The latest Director Sentiment Index finds that our members are less bullish about the economy and business prospects than they were six months ago.

    Australian directors are less optimistic about the economy and business operating environment than they were just after last year’s federal election and change in government, according to the Australian Institute of Company Directors’ latest Director Sentiment Index (DSI). The DSI for the first half of 2014, conducted between 31 March to 13 April, by research group IPSOS, shows that overall director sentiment has fallen 6.8 points since October 2013, although it is slightly higher than at the same time last year.

    issues government short term

    “The results suggest the honeymoon period for the Coalition government is waning,” observes Company Directors CEO John Colvin. “Directors have indicated that productivity growth is now their biggest economic challenge, followed by issues such as excessive regulation and a lack of spending on infrastructure.”

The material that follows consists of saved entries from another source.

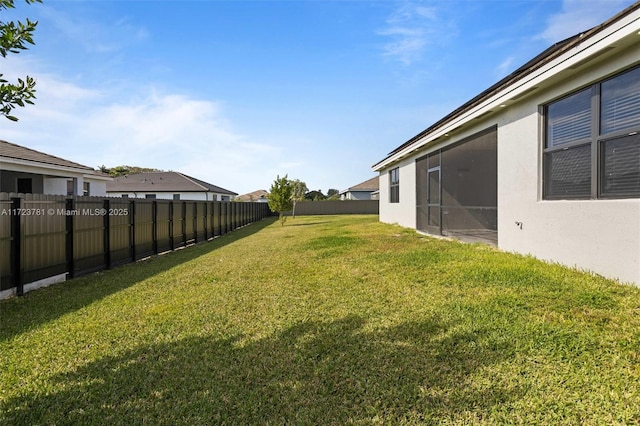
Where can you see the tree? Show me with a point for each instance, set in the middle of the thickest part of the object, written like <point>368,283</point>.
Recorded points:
<point>333,194</point>
<point>127,170</point>
<point>280,197</point>
<point>315,195</point>
<point>14,37</point>
<point>299,190</point>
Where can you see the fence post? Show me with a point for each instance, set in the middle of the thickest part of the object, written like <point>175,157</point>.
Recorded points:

    Infrastructure was again rated the number one priority for the federal government to address in the short- and long-term, with 90 per cent of directors indicating that the current level of government spending on infrastructure was too low. Productivity again followed infrastructure as the second most urgent issue for the federal government to address in the short-term, and was identified as the fourth most important issue for the long-term.

    Colvin notes that directors are now more pessimistic about the future health of the Australian economy, with just under half expecting it to be weak over the next 12 months. “For the first time in the three-year life of the DSI, directors expect the US economy to outperform the domestic economy in the next year,” he says.

    Overall, directors saw the European economy as still weak. They remained positive about  Asian economies although their enthusiasm for this region has declined over the past six months.

    economic challenges

    Low productivity growth is now considered the biggest economic challenge facing Australian business, followed by global economic uncertainty. Too much regulation or red tape dropped from being the biggest concern in the second half of 2013 to the third biggest, but remains a big worry for the directors polled. They believed the level of red tape and the time spent on regulatory compliance had risen over the past 12 months — an issue that is high on Company Directors’ policy agenda this year.

    Directors estimated that red tape compliance consumed an average of 23 per cent of their total board time commitment. And, 40 per cent believed this commitment had increased in the past 12 months.

    indicator table

    In addition, 75 per cent said the administrative costs and time associated with compliance was having a big effect on their business. Almost 70 per cent identified preparing or paying taxes and workplace health and safety as the aspects of their business most affected by red tape, followed by workplace flexibility and employing new workers. However, 40 per cent were optimistic that red tape would decrease over the coming year.

    Almost 40 per cent reported that the growth of their businesses had weakened in the past six months. However, a similar amount anticipated healthier profits in the second half of this year.

    Overall, directors expected the exchange rate to decline further in the coming 12 months, but predicted a rise in inflation, the RBA official cash rate, wages growth and the unemployment rate.

    Opinion about big picture government policies was mixed. Previous disquiet about the carbon tax and National Broadband Network (NBN) had diminished somewhat. Nearly half of directors polled said abolishing the carbon tax would affect their business positively while a similar amount believed it would not affect their business. However, directors view the NBN in a good light. Almost 60 per cent agree the NBN is a positive thing for Australia.

    Directors viewed industrial relations reform as a priority, although 40 per cent believed that an electoral mandate should first be given. They also reported that director liability and compliance requirements reduced their willingness to serve on a board.

    Remuneration for non-executive directors had no effect on this decision for 60 per cent of directors, while more than 80 per cent of directors believed the contribution they made to the economy and society bolstered their willingness to serve on a board.

    More than 40 per cent of directors said legislation on director liability dampened their willingness to continue on a board while more than half agreed that this legislation dampened their enthusiasm to accept new board appointments.

    Directors also remained pessimistic about the effects of legal judgments on director liability. More than 35 per cent said these  negatively affected their business decision-making and willingness to continue on a board. In addition, half believed that these negatively affected their readiness to accept new board appointments.

    Most directors perceived Australian companies as generally ethical and more so than overseas listed companies.